はーい、右マンボ

 「はーい、右マンボ」と声がかかると、右足が出る。鏡を見ても、足は出せない。真後ろで、インストラクターの動きを真似る方法も、もたもたしてうまくかない。
 動きを覚えることは、「手続き記憶」と呼ばれるものだろうけど、言葉を介さない記憶は、加齢とともにピンとこない。若いひとは言葉なんて不要で、すっと動きを覚えられます。わたしのような年配者は、言葉を頼りに動きを覚えます。「マンボ」と声をかけてもらったほうが足が出るのならば、「意味記憶」優位なのかなと、思ったりします。
 こんな言い訳をいっぱい考えながら、スポーツクラブのエアロビクス通いに頑張っています。

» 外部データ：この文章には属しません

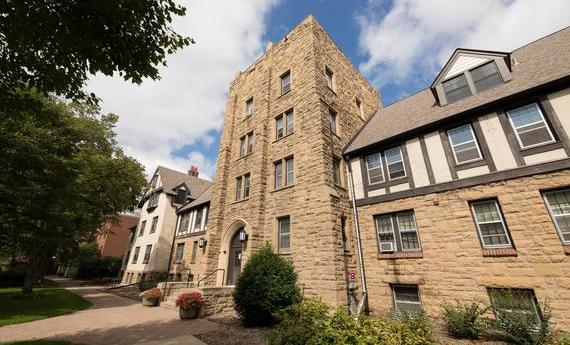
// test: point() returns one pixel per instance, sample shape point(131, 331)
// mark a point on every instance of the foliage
point(55, 302)
point(153, 293)
point(267, 284)
point(188, 300)
point(314, 323)
point(12, 277)
point(62, 175)
point(465, 321)
point(71, 39)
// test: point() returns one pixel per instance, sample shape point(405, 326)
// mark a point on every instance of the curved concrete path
point(112, 320)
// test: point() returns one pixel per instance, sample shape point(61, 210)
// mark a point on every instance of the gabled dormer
point(469, 72)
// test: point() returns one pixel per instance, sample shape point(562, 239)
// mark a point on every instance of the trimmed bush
point(464, 321)
point(267, 284)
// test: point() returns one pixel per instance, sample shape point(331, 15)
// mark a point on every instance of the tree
point(52, 45)
point(62, 175)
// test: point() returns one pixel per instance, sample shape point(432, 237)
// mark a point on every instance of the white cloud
point(183, 107)
point(410, 41)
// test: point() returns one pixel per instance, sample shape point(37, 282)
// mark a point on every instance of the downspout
point(363, 299)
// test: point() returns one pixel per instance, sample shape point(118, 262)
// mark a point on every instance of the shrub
point(268, 284)
point(464, 321)
point(313, 323)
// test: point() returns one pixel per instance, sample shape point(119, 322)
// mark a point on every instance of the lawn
point(54, 302)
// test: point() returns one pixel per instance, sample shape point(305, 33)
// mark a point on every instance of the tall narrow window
point(395, 163)
point(490, 224)
point(249, 107)
point(284, 229)
point(246, 186)
point(238, 188)
point(559, 207)
point(329, 77)
point(464, 144)
point(456, 88)
point(286, 82)
point(332, 121)
point(374, 168)
point(336, 171)
point(153, 225)
point(530, 126)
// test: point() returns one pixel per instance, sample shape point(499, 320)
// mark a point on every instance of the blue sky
point(399, 46)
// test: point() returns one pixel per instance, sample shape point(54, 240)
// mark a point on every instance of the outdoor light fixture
point(242, 235)
point(202, 242)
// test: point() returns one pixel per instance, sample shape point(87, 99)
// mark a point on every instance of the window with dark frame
point(464, 144)
point(558, 203)
point(284, 234)
point(530, 126)
point(397, 232)
point(406, 298)
point(491, 226)
point(286, 82)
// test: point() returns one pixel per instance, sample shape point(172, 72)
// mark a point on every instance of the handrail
point(209, 274)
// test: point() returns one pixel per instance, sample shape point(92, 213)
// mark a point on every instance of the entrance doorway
point(234, 259)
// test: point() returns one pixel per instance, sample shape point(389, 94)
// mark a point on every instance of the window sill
point(499, 252)
point(401, 255)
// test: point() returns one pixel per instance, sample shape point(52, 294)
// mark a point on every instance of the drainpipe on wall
point(363, 298)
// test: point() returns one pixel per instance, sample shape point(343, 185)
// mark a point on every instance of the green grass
point(56, 301)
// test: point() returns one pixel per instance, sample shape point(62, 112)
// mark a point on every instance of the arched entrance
point(234, 259)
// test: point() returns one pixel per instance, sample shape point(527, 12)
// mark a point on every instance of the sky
point(399, 46)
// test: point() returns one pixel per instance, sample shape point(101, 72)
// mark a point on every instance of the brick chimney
point(193, 171)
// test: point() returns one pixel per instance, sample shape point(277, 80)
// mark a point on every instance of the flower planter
point(150, 302)
point(187, 314)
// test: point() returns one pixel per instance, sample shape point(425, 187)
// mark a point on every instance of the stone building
point(463, 189)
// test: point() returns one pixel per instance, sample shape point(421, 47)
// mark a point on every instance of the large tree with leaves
point(53, 45)
point(62, 175)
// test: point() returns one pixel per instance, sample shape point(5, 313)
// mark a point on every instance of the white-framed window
point(249, 107)
point(395, 163)
point(464, 144)
point(490, 224)
point(406, 298)
point(284, 234)
point(530, 126)
point(397, 232)
point(558, 203)
point(286, 82)
point(374, 168)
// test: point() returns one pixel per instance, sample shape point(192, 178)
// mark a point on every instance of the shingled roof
point(542, 62)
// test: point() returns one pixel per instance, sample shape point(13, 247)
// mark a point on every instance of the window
point(336, 171)
point(486, 76)
point(332, 120)
point(286, 82)
point(238, 188)
point(179, 254)
point(530, 126)
point(464, 144)
point(517, 304)
point(329, 76)
point(147, 251)
point(284, 229)
point(558, 203)
point(136, 255)
point(246, 186)
point(153, 225)
point(397, 232)
point(456, 88)
point(395, 163)
point(490, 224)
point(374, 168)
point(406, 298)
point(249, 107)
point(194, 252)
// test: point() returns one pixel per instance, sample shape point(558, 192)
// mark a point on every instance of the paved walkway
point(112, 320)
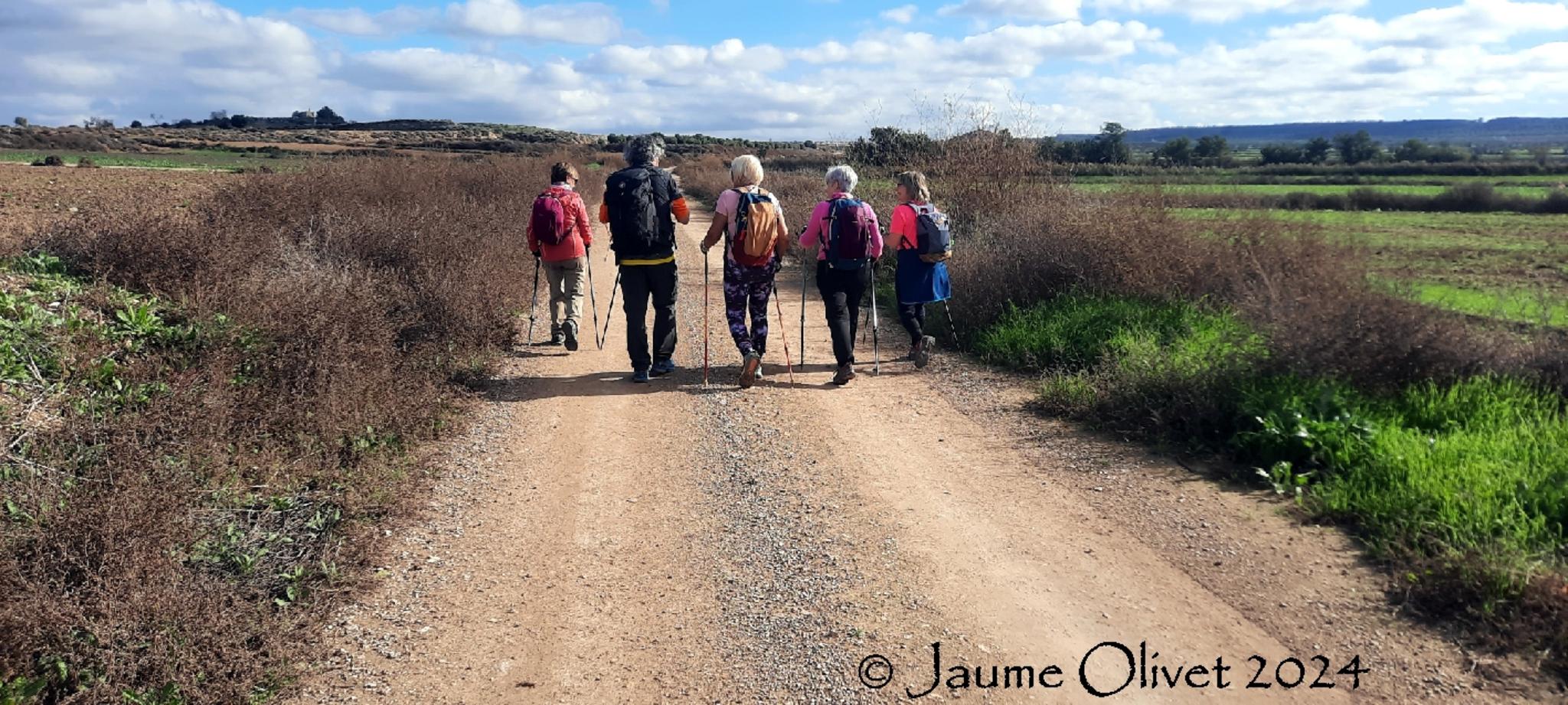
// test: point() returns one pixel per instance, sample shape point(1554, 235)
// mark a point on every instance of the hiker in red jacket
point(567, 260)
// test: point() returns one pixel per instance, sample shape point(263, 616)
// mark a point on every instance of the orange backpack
point(756, 227)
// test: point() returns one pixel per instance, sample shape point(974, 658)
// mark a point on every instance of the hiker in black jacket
point(642, 206)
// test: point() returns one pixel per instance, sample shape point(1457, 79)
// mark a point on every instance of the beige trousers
point(567, 292)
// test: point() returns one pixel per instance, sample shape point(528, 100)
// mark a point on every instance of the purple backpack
point(852, 229)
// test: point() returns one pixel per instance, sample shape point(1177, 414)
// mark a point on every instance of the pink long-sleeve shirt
point(818, 233)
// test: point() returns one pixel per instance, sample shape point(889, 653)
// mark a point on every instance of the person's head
point(645, 149)
point(745, 171)
point(564, 173)
point(911, 187)
point(842, 179)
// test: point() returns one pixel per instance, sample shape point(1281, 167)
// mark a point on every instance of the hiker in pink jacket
point(847, 239)
point(567, 262)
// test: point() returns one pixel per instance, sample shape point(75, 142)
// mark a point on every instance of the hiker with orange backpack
point(924, 243)
point(847, 239)
point(560, 236)
point(752, 224)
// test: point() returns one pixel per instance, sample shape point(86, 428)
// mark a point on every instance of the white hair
point(844, 178)
point(643, 149)
point(745, 171)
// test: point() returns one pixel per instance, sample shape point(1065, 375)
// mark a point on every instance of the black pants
point(913, 317)
point(637, 284)
point(841, 296)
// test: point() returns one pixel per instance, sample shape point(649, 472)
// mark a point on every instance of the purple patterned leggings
point(748, 287)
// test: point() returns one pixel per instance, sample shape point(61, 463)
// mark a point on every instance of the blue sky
point(806, 70)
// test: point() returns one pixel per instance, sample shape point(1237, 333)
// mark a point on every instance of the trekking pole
point(610, 312)
point(952, 326)
point(593, 299)
point(802, 312)
point(707, 318)
point(782, 336)
point(535, 301)
point(875, 321)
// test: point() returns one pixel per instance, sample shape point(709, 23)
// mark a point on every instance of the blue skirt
point(920, 281)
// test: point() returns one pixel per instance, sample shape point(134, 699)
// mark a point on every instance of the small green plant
point(22, 690)
point(1285, 480)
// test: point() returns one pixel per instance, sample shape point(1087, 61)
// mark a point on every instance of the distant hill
point(1498, 130)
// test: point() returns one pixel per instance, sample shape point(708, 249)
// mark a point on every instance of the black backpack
point(933, 240)
point(635, 224)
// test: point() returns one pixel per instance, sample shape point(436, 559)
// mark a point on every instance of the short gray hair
point(745, 171)
point(844, 178)
point(643, 149)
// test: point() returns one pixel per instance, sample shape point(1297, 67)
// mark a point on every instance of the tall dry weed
point(203, 534)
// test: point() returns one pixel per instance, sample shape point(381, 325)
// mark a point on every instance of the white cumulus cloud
point(902, 15)
point(1031, 10)
point(1225, 10)
point(573, 24)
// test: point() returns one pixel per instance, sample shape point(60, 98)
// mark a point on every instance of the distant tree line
point(616, 142)
point(302, 118)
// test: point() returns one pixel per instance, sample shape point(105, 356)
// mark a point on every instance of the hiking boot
point(923, 353)
point(748, 370)
point(570, 332)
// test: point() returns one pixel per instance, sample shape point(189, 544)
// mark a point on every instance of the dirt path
point(598, 541)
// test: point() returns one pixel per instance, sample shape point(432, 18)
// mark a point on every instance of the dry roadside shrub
point(206, 533)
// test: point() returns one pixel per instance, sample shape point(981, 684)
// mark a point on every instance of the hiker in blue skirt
point(923, 240)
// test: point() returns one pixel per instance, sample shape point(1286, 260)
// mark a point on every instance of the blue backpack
point(852, 229)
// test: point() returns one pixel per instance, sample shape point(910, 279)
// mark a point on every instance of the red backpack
point(549, 218)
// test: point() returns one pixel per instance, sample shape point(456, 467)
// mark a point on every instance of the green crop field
point(193, 158)
point(1501, 265)
point(1313, 188)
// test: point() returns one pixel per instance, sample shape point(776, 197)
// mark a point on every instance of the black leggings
point(913, 318)
point(841, 296)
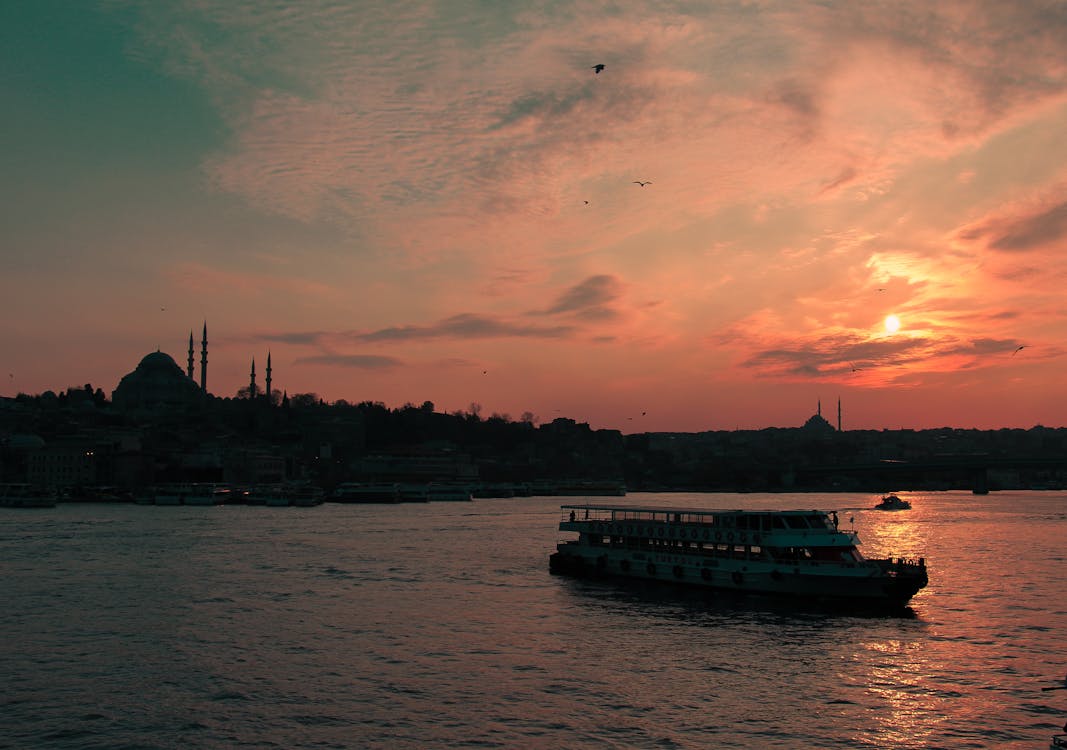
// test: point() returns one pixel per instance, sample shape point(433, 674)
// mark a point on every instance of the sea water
point(439, 625)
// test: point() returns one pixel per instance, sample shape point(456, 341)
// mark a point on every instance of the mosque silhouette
point(159, 383)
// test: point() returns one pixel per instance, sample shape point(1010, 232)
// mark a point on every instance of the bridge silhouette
point(966, 472)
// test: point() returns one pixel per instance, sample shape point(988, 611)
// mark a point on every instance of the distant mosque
point(817, 423)
point(158, 383)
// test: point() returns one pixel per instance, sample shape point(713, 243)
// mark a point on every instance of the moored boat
point(791, 553)
point(366, 492)
point(22, 495)
point(892, 503)
point(439, 492)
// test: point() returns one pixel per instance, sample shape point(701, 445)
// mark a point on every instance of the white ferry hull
point(798, 554)
point(716, 575)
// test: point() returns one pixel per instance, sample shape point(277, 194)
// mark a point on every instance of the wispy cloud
point(1041, 229)
point(363, 362)
point(589, 296)
point(467, 325)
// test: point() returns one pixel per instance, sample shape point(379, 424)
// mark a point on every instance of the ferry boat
point(191, 494)
point(892, 503)
point(793, 553)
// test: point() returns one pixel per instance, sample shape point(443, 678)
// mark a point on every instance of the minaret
point(204, 360)
point(268, 374)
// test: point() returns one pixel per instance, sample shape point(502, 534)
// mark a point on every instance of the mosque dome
point(157, 383)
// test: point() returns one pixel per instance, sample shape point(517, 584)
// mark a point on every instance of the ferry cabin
point(795, 552)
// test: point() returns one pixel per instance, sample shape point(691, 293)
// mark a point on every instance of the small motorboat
point(892, 503)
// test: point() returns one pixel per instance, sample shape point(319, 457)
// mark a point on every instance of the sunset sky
point(436, 201)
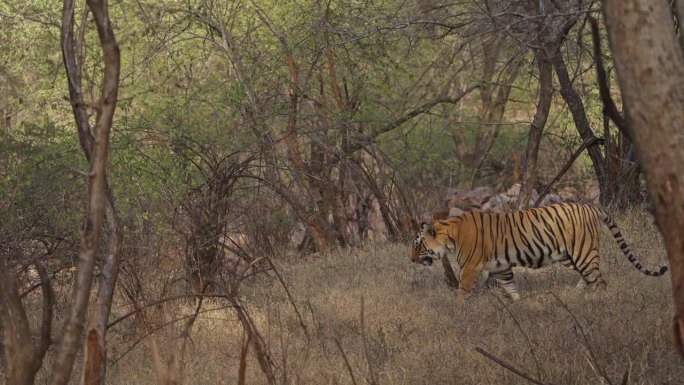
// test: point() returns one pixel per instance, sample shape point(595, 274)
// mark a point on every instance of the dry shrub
point(372, 317)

COVID-流行初期にはスポーツクラブは控えたけれども、運動不足からの体重増加、ぎっくり腰など、加齢と引きこもりの副作用が重なったため、マスクをしながら再開しました。
 エアロビクスは、準備運動とコリオと呼ばれる運動のまとまりを覚え、数回繰り返しをして脈拍を上げて、最後にクールダウンし、全体で45分間ほど、インストラクターの動きを真似て行います。今は、マスク下の運動なので、運動強度は弱めです。なんだかんだで、体の動きを順を追って覚えるため、認知症の予防になるはず。
 アルツハイマー病患者さんが、「マネするな」と自分の影に怒りだしたという逸話を聞いたことがありますが、動物進化論では、鏡に写る自分を自分であると認識できるには、一定の能力が必要らしいとのこと。子犬は鏡に向かって吠えますよね。エアロビクスで、左右の動きをそろえるやり方として、自分を含む大勢の人の鏡像を確認するのがひとつのテクニックなのですが、あまりにも凝視すると船酔いみたいになります。前庭平衡機能の老化現象でしょうか。自分の手足がどの位置に置かれているのか自分で把握するには、結構難しい能力だと思います。発達障害のこどもさんには、このことが苦手な人がいます。60代のわたしにとって、エアロビクスは感覚統合の訓練みたいです。
 理屈とは別に、若い人に混じって運動することは楽しいものです。みなさん、お世辞でしょうが、10歳くらい若く見えると言ってくれます。ひと汗流せば、有酸素運動で脳内のセロトニン濃度も上昇していることでしょう。抗うつ薬よりも安上がりで効果的かもしれません。80歳まで継続できたならば、またご報告します(笑)。